En bouche, la purée de pois chiches joue la carte de la densité modérée et du fondant. Mélangée à de la pâte de dattes, du cacao ou de la purée de noisettes, elle s'efface derrière leurs arômes tout en structurant les préparations. Les cookies "chickpeas" ont conquis les adeptes des encas moelleux en gardant un toucher sablé mais non gras, presque fondant. Sceptique ? Une dégustation à l'aveugle en atelier familial a relégué le goût du pois chiche loin derrière les notes de chocolat, selon les retours collectés lors des ateliers de la maison de quartier Paris Montparnasse en 2025.
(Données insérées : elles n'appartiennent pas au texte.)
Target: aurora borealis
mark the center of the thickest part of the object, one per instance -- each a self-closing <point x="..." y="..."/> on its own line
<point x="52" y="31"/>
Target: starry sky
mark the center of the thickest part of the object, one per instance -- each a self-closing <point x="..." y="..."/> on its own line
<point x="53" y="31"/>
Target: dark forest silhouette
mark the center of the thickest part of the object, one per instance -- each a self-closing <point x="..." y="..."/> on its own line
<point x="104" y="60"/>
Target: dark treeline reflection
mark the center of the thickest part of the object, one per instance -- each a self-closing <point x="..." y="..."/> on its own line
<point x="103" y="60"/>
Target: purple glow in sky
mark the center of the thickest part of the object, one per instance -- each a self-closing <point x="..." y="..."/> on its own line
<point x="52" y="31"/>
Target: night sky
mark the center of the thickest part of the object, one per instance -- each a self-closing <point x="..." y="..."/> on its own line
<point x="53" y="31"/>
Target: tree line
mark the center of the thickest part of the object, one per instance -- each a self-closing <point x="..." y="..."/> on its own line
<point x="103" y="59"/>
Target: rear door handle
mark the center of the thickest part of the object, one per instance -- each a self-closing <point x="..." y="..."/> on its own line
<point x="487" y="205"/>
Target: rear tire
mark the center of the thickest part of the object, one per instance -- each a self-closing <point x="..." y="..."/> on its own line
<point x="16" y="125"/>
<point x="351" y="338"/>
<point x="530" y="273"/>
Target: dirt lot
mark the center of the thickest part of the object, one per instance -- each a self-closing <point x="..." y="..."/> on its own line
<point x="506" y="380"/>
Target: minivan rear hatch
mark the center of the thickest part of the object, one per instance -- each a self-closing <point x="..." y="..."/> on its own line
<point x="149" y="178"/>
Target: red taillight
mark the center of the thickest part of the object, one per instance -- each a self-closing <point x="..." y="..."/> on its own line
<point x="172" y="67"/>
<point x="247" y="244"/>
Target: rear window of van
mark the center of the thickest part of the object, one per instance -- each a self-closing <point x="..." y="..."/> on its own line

L’aquafaba, lui, fascine toujours. Monté en neige, additionné de sucre, il offre des mousses au chocolat à la structure aérienne, des pavlovas croquantes, voire des macarons vegan. Sa texture mérite le détour : on obtient une mousse moins lourde, soyeuse mais ferme, avec un léger voile végétal discret qui s’efface derrière la puissance du chocolat noir ou d’un café corsé. Bon à savoir : la stabilité est légèrement inférieure à celle des blancs d’œufs, aussi mieux vaut consommer les desserts rapidement pour profiter du croquant optimal.

Un ingrédient révolutionnaire, mais pas sans subtilités

Ce succès n’est pas sans bémol. Un léger arrière-goût, plus prononcé dans les préparations peu sucrées, peut surprendre les palais novices. Un rinçage minutieux, l’ajout d’épices (cannelle, vanille, cardamome), et le mariage avec des produits bruts intenses (chocolat noir, praliné, fruits secs grillés) permettent d'adoucir cette note végétale résiduelle. On notera aussi qu’un dessert de pois chiche bien mené n’est pas une pâtisserie light : on parle bien ici de gourmandise intelligente, nourrissante, non d’aliment-minceur magique.

Une autre subtilité, technique cette fois : l’aquafaba réclame une cuisson sans additif, et de préférence une concentration assez élevée. L’eau de cuisson maison, épaissie en réduisant le volume, fait souvent merveille pour obtenir de belles mousses, mais il faut parfois rater trois essais avant de trouver la bonne consistance. La pâtisserie sans œuf n’est pas une science exacte, même si elle s’en rapproche, à force de tâtonnements gourmands.

Le pois chiche, c’est la promesse tenue d’une gourmandise futée, sensorielle et accessible, qui brouille les lignes entre sucré et salé, tradition et innovation. Il s’adresse autant aux allergiques (œufs, lait), qu’aux curieux du végétal, qu’aux cordons-bleus épris de dépaysement doux. Une anecdote, pour la route : l’aquafaba a été propulsé sur le devant de la scène en 2015, lorsque le musicien américain Goose Wohlt a partagé ses premiers essais de meringues végétaliennes sur un forum – depuis, la petite mousse monte et ne retombe plus.

Face à ce succès modeste mais croissant, la question émerge : demain, quel autre aliment improbable viendra-t-il s’inviter sur la scène des desserts malins ? L’innovation culinaire puise volontiers dans les fonds de placard étiquetés salés, et chaque fournée réserve encore bien des surprises. L’imagination n’a pas fini de jouer à cache-cache dans nos bocaux.